BREWERY GEMS PROFILES: 
Emil Sick - Brewer

 

Porteait of Emil Sick

BIOGRAPHY of EMIL GEORGE SICK
(1894-1964)

An obituary is hardly the place to chronicle the achievements of a person's life, and that is especially true for this man.

To Washingtonians of the '50s and '60s the name Emil Sick conjures up the good life - balmy summer days with cold beer and the glory afternoons of Pacific Coast League baseball.  He owned the brewery that brewed Rainier Beer, and he owned the baseball club that played its way into the hearts of fans - the Seattle Rainiers.

Those were but two facets of the many-faceted life of this Tacoma-born, Canadian-reared brewer. Sick learned the brewery business at his father's breweries in Alberta and Saskatchewan. At the height of his business career, Emil controlled the largest number of breweries under single management in the world.

As a businessman he was successful beyond ordinary hopes and dreams. As a baseball club owner he gave Seattle five pennant wining seasons with many memorable teams, and heroes who have lasted through the ages.
Beyond that, Sick was a dynamic civic booster, a man who could get things done and who contributed so much to his adopted city.

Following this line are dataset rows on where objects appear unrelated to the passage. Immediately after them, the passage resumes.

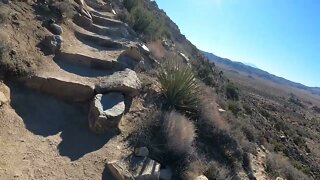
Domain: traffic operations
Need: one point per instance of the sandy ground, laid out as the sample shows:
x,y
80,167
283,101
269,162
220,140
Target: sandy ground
x,y
44,138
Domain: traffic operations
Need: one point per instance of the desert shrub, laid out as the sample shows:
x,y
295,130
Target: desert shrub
x,y
234,107
179,133
179,87
278,166
195,168
232,92
216,171
208,110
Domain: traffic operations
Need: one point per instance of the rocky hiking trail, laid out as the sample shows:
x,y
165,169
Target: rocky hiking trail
x,y
64,124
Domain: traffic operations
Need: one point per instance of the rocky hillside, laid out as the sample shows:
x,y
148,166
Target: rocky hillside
x,y
238,66
94,89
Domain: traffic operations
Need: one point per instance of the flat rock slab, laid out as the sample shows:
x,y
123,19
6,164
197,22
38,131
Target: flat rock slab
x,y
145,168
118,171
4,94
3,99
125,81
106,111
63,88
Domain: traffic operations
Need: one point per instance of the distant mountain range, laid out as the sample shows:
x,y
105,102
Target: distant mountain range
x,y
249,69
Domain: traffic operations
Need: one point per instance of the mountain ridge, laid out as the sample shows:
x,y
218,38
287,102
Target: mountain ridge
x,y
259,72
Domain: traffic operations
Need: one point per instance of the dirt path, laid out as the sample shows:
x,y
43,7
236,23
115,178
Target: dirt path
x,y
258,165
44,138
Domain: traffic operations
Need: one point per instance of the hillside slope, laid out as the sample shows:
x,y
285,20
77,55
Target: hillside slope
x,y
238,66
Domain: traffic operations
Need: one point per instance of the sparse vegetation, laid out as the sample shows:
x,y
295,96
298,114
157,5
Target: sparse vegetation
x,y
232,92
12,63
179,87
278,166
142,20
234,107
179,132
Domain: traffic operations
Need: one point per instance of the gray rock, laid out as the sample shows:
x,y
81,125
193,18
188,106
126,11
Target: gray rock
x,y
66,89
80,2
53,43
166,174
142,152
4,94
125,81
134,53
3,99
55,29
118,171
106,111
83,20
145,168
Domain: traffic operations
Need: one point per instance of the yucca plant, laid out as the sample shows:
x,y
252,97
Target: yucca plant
x,y
179,87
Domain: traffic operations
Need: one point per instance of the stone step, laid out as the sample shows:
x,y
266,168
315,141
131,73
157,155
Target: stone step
x,y
74,88
101,30
106,111
94,40
98,6
103,15
125,81
66,89
107,22
87,61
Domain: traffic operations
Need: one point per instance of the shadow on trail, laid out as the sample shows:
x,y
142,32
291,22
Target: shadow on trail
x,y
44,115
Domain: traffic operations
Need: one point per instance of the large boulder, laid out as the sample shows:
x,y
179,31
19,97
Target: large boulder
x,y
106,111
66,89
4,94
125,81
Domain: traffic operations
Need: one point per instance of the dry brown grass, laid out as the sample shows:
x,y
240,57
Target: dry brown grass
x,y
208,107
156,49
278,166
179,132
15,63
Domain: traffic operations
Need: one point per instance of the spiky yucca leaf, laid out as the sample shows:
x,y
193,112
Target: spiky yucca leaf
x,y
179,87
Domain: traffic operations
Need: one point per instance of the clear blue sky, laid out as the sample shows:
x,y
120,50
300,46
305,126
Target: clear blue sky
x,y
279,36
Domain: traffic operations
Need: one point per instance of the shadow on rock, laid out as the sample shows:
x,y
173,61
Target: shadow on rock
x,y
78,69
45,116
107,175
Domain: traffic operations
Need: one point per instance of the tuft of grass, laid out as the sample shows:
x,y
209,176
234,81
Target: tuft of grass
x,y
234,107
179,87
179,132
232,92
278,166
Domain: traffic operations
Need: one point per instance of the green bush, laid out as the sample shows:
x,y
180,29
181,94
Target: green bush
x,y
232,92
179,87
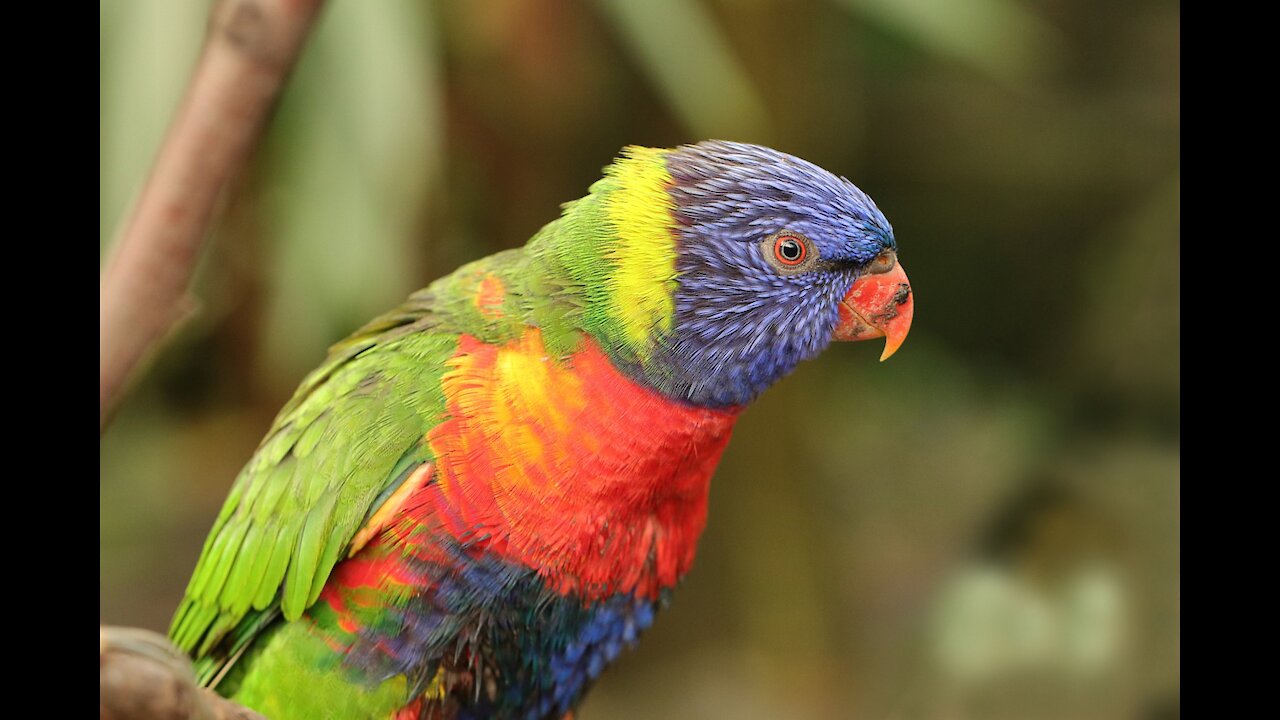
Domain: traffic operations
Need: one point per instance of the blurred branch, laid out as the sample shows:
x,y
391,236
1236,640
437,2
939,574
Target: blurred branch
x,y
248,51
145,678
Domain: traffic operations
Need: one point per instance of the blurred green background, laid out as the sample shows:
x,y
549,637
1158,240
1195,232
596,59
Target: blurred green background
x,y
987,525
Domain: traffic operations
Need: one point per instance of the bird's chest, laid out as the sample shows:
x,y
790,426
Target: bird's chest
x,y
568,468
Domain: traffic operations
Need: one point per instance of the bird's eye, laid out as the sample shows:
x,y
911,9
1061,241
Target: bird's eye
x,y
882,263
790,250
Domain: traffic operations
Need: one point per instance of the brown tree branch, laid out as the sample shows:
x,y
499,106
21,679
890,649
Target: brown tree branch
x,y
250,49
144,678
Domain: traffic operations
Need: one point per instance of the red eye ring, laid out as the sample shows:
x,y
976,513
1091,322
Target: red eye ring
x,y
790,250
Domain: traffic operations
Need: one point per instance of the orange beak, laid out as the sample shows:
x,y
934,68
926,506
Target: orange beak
x,y
878,305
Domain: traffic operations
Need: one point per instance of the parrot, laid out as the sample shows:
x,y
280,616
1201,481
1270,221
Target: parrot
x,y
483,497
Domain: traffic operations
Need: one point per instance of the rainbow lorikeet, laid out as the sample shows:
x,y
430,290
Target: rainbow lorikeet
x,y
483,496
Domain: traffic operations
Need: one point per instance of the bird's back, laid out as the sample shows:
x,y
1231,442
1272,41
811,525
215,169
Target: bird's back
x,y
466,509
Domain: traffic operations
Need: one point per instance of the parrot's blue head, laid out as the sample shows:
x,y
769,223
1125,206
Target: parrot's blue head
x,y
775,259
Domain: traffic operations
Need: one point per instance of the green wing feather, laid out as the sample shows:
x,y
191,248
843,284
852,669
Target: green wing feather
x,y
352,432
333,454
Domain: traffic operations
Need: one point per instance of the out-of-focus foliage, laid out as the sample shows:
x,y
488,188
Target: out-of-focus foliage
x,y
986,525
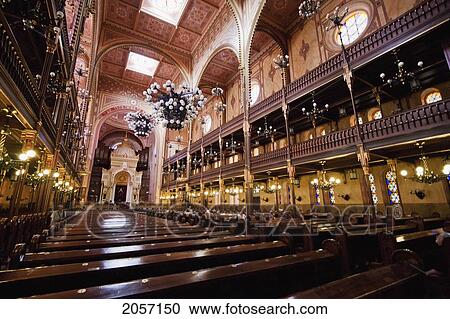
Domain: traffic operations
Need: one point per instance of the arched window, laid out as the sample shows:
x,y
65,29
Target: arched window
x,y
373,189
317,194
354,26
353,120
431,96
332,196
391,182
256,92
375,114
207,124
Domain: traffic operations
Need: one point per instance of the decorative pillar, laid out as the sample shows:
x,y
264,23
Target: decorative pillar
x,y
28,137
248,177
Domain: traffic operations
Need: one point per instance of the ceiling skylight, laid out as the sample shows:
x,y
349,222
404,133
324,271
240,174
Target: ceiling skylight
x,y
142,64
166,10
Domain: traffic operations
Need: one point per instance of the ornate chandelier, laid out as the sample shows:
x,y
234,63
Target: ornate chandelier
x,y
140,123
425,175
174,109
232,145
402,76
267,131
281,62
315,112
308,8
323,182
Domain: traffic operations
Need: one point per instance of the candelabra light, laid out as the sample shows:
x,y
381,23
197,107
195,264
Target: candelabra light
x,y
211,154
173,109
140,123
423,173
232,145
315,112
281,62
267,131
402,76
308,8
323,182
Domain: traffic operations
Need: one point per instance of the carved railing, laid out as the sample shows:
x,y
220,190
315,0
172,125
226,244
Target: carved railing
x,y
13,62
232,170
415,21
266,106
415,123
267,159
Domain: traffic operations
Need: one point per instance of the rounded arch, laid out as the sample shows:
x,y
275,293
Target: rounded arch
x,y
225,46
128,43
374,113
430,95
278,38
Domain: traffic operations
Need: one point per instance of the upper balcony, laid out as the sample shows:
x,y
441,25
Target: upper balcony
x,y
411,125
424,17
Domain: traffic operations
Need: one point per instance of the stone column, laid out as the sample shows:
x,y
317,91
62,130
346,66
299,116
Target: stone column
x,y
28,137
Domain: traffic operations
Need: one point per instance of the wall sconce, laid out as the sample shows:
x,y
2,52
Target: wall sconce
x,y
419,193
352,174
345,197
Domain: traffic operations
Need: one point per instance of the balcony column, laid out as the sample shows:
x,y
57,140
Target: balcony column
x,y
221,182
52,39
188,159
392,163
44,190
363,159
245,100
28,137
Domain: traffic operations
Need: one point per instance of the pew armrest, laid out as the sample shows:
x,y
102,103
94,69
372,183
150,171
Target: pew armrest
x,y
17,255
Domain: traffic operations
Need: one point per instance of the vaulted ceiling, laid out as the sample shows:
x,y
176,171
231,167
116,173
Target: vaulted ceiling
x,y
126,16
139,21
114,64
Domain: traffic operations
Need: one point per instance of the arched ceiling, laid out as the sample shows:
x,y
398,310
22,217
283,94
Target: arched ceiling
x,y
282,14
260,41
222,68
134,17
115,65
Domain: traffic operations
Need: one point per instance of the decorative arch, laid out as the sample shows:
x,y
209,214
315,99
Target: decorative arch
x,y
129,43
220,48
374,114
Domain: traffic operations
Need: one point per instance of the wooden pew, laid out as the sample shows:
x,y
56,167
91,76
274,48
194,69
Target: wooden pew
x,y
399,280
268,278
88,255
149,232
361,247
422,242
120,230
27,282
114,242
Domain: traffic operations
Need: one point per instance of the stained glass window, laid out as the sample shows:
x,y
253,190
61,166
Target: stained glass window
x,y
354,25
433,97
373,189
391,182
377,115
317,193
332,196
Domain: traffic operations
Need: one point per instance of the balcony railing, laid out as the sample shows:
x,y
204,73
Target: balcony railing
x,y
425,121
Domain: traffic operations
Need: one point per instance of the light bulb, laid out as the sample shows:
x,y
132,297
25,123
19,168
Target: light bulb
x,y
420,171
446,169
31,153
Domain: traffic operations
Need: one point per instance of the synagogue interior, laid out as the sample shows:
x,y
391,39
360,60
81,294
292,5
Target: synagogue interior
x,y
220,148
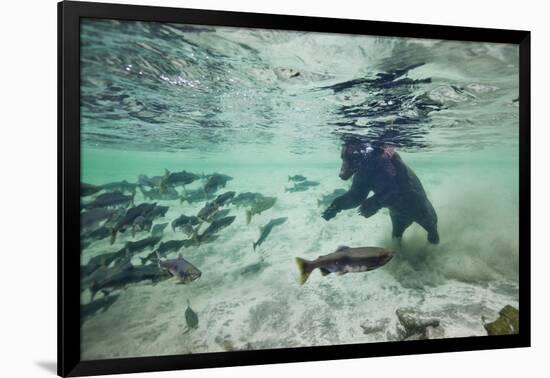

The following is his obituary from the November 11, 1964 edition of the Seattle Post-Intelligencer:


"Emil Sick, Civic Leader, Baseball Patron, 70, Dies


Emil G. Sick, 70, long-time Seattle civic and business leader, died early yesterday morning in Swedish Hospital of a stroke following an operation.
Mr. Sick had been in failing health recently but had continued to take an active part in his numerous and varied business interests in, the United States and Canada.

He was chairman of the board of Sick's Rainier Brewing Co. and president of Sicks' Brewery Enterprises, Inc., both of Seattle, and a director of three other firms, Molson's Brewery, Ltd., and Sicks' Breweries, Ltd., both of Canada, and the Peoples National Bank of Washington. He also was a director of the Seattle World's Fair.

Mr. Sick was equally well known for his leadership in civic activities. He led two successful $100,000 fund raising drives. One played a leading role in saving St. Mark's Cathedral. As chairman of the non - denominational committee, he saw $100,000 collected to wipe out the church's debts and beautify the picturesque building.

As president of the Seattle Historical Society, Mr. Sick led the drive which collected $100,000 for construction of the Museum of History and Industry.

Mr. Sick was a long-time leader of the Seattle Chamber of Commerce, serving as its president in 1941. Thirteen, years later he was elected an honorary life-time member.

Mr. Sick entered the brewery business as a shipping clerk with Lethbridge Breweries, Ltd., in Alberta, Canada, which was founded and owned by his father.

In the following years he headed numerous corporations which operated breweries in Spokane; Salem, Ore.; Missoula and Great Falls, Mont.; Vancouver, B.C.; Edmonton and Lethbridge, Alta., and Prince Albert and Regina, Sask. Some of these later were closed or sold.

In 1937, Mr. Sick purchased the Seattle Rainier baseball club and a year later built the stadium which bears his name. The club was sold in 1960. He also was past state chairman of the National Foundation for Infantile Paralysis and was a founder of the King County Central Blood Bank.

In 1949, Mr. Sick became the first Washingtonian to be named for the Disabled American's Veteran's award for outstanding civic leadership. And he was named Greater Seattle's First Citizen in Sports for 1963.

Mr. Sick was born June 3, 1894, in Tacoma. He attended Western Canada College, Calgary, and Stanford University. He resided at 260-39th Ave. E.

He married Kathleen Thelma MacPhee in 1918. She died in 1962, and last December he married Mrs. Martha Gardner, widow of a Seattle business leader.

Survivors include his wife, Martha; sister, Mrs. J. A. Blair, Vancouver, B.C.; three daughters, Mrs. Chandler Thomas, Guatemala City, Guatemala; Mrs. Robert Minton, Concord, Mass.; and Mrs. Winston Ingman, Mercer Island; a son, Timothy Sick, London, England; an adopted son, Alan Ferguson, Seattle, and 16 grandchildren."


From the foregoing it's obvious that more is to be said about this remarkable man and his achievements. Planned topics include: The House of Lethbridge, Sicks' Breweries, Inc., and the Seattle Rainiers.